CORNER 3: When I talk to former Cowboys – Super Bowl-winning Cowboys – they often speak about the "sense of entitlement'' felt by this latest generation. Their point: These kids who wear the star now act as if they ARE Emmitt and Aikman and Irvin and Allen, act as if they ARE Staubach and White and Lilly and Pearson and Dorsett and Waters and Harris and Hollywood and Too Tall and Harvey.

That sense of entitlement, legitimatized and properly utilized, can save lives. Ask Michael Irvin, who was a national laughingstock a decade ago for telling police "Can I tell you who I am?'' but who may have saved his own life the other night when he used his celebrity to avoid being carjacked at gunpoint.
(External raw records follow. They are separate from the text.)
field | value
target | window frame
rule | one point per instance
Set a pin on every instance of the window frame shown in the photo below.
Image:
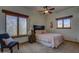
(17, 15)
(63, 18)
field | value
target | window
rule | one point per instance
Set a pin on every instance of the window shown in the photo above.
(16, 24)
(64, 22)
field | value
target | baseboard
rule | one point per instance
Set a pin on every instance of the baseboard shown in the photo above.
(72, 41)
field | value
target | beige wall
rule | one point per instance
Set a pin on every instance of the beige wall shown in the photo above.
(69, 34)
(34, 18)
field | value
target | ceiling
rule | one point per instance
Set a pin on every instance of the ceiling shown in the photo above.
(57, 8)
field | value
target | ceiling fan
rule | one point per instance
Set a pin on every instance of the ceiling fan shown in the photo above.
(46, 10)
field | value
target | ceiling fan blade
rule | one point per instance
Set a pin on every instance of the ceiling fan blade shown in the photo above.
(50, 12)
(40, 10)
(45, 7)
(51, 8)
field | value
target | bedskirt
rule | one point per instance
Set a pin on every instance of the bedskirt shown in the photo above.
(50, 40)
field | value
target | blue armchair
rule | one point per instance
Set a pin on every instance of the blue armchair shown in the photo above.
(10, 45)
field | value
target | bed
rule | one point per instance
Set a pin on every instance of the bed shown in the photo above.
(52, 40)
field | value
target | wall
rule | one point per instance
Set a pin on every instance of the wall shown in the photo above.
(34, 18)
(69, 34)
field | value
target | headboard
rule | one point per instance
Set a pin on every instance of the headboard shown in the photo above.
(38, 27)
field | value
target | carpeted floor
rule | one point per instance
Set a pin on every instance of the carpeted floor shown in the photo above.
(66, 47)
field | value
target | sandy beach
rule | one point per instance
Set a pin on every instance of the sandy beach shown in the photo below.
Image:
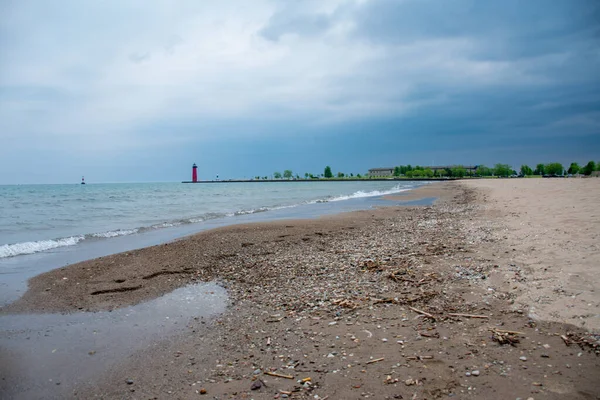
(489, 293)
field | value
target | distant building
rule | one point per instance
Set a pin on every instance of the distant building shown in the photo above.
(469, 168)
(389, 172)
(381, 172)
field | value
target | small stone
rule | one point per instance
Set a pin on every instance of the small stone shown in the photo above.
(256, 385)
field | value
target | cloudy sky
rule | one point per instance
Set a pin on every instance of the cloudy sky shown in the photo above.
(138, 90)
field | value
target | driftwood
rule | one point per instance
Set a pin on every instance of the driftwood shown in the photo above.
(467, 315)
(422, 312)
(278, 375)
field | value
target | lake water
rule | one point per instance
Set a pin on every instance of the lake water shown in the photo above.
(35, 218)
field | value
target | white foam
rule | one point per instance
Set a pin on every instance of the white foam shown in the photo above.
(374, 193)
(120, 232)
(11, 250)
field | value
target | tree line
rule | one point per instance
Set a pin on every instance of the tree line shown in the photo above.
(327, 173)
(458, 171)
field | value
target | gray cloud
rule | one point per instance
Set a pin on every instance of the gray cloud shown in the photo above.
(115, 76)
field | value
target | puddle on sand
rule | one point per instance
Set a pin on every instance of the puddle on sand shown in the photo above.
(47, 355)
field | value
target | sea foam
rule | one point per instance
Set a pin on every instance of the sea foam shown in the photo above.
(10, 250)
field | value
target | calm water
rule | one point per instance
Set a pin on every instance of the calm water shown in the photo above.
(39, 218)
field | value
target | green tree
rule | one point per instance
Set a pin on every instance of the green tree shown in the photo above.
(502, 170)
(482, 170)
(539, 170)
(459, 171)
(573, 168)
(553, 169)
(526, 170)
(589, 168)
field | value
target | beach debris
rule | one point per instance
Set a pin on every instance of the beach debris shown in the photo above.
(257, 384)
(505, 337)
(422, 313)
(275, 374)
(467, 315)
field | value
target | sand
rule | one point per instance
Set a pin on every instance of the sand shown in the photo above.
(552, 229)
(400, 302)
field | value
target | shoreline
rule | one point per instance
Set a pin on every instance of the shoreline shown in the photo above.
(124, 279)
(396, 302)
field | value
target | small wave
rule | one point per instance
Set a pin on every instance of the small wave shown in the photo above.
(360, 194)
(119, 232)
(11, 250)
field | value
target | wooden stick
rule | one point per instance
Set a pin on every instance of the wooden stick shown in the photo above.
(509, 332)
(467, 315)
(422, 312)
(279, 375)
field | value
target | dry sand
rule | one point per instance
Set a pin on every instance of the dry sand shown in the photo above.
(552, 229)
(362, 305)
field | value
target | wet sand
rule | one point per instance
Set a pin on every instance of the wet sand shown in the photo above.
(368, 304)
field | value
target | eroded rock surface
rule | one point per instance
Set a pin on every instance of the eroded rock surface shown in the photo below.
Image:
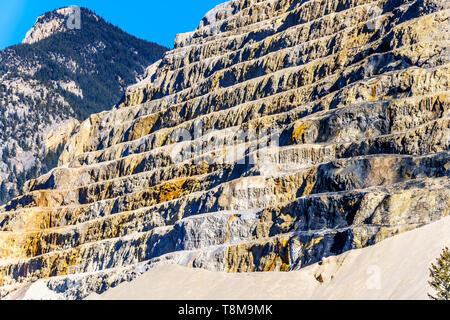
(357, 93)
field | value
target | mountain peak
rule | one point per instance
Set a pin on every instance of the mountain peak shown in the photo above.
(57, 21)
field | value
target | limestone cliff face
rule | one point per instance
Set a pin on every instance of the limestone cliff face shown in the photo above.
(356, 94)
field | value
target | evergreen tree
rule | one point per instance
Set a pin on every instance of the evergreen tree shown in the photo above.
(440, 276)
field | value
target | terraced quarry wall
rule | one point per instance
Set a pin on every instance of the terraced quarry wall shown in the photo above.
(276, 134)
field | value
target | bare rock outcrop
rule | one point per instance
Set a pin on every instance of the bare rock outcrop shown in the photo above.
(278, 133)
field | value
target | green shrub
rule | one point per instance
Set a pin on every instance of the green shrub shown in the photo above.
(440, 276)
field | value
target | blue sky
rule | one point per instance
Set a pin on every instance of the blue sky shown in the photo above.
(153, 20)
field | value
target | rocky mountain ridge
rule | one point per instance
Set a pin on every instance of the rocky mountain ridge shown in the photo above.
(355, 95)
(62, 73)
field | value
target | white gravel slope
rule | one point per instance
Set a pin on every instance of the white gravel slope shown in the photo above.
(396, 268)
That sense of entitlement, illegitimate and improperly utilized, can cost lives. Ask some innocuous Cowboys employee named Anthony Spencer, who somehow believes that HIS "celebrity'' and money and status as an NFL player gives him the right to allegedly try to take over an Indianapolis saloon – cops and all.

Anthony Spencer? Who the hell is Anthony Spencer?

I wonder if Spencer, as he was allegedly battling police, tried the old "Can I tell you who I am?'' and if the cops replied, "Who you are, son, is a wealthy nobody with little going for you but your sense of entitlement.''

CORNER 4: Amid it all – the possible coaching changes and the T.O. decisions and Romo's next YouTube Karaoke and Pacman on TV (When he told CBS that "I likeded the strip clubs,'' the extra "ed'' was a tribute to Werder, right?) and inappropriate whisperings from "sources'' and attempts to peddle New Stadium tickets and D-Ware's contract and the guns and the booze and the "sense of entitlement,'' there is an under-reported foundation of how this team, how any team, gets ready for next year.

This foundation isn't about job interviews, TV interviews or police interviews. There are no "lights,'' there are no "cameras,'' there is only some quiet "action.'' … the "ching. … ching. … ching'' of metal touching metal, repetitively, methodically, almost robotically.

There is offensive lineman Marc Colombo, yesterday at the Four Seasons weight room. By himself. Pumping iron, 350 pounds up and down and up and down and up again.

"This is why you lift all them weights,'' Bill Parcells once famously said to his New York Giants (and to NFL Films.)

And isn't that the corner of the Cowboys world – Marc Colombo's corner – that really does matter most?